Tracy said she thought the creature was dead, but when Sandra splashed some water on its back, the dolphin appeared to “come to life.”
Sandra ran to a nearby house where she knew an RCMP officer lived to get help, but he wasn’t home. His sister, visiting from Ontario, returned to the beach with her.
Sandra estimates that the dolphin was about two metres long, and weighed about 80 kilograms.
Together, Sandra and the other woman figured they would attempt to manoeuvre the dolphin over slippery rocks about 15 metres to the water.
The two women then held the dolphin’s tail tightly, and dragged the animal through the seaweed and mud into the Bay of Fundy.
Tracy said it took them about 20 minutes to get the dolphin back into the water, stopping only to occasionally douse the animal with water from the bay.

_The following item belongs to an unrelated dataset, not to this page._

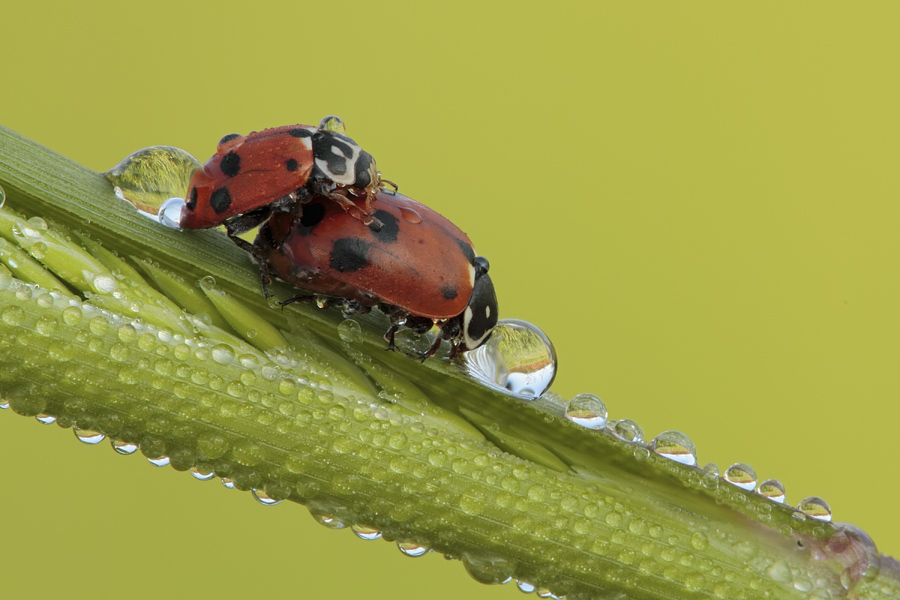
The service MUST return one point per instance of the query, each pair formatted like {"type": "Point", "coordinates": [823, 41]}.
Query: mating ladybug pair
{"type": "Point", "coordinates": [328, 226]}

Sandra said that once the dolphin reached the water, and after a little prompting, it swam off, turning back once “as if to say goodbye.”
After looking at photographs taken during the rescue, Andrew Reid, with the Marine Animal Response Society in Nova Scotia, identified the animal as an Atlantic white-sided dolphin.
While Reid said he is happy that Sandra and Tracy stepped up to save the dolphin, he said it is generally unwise for the public to attempt a rescue on their own.
“People can get hurt, and it’s safer for the animals.”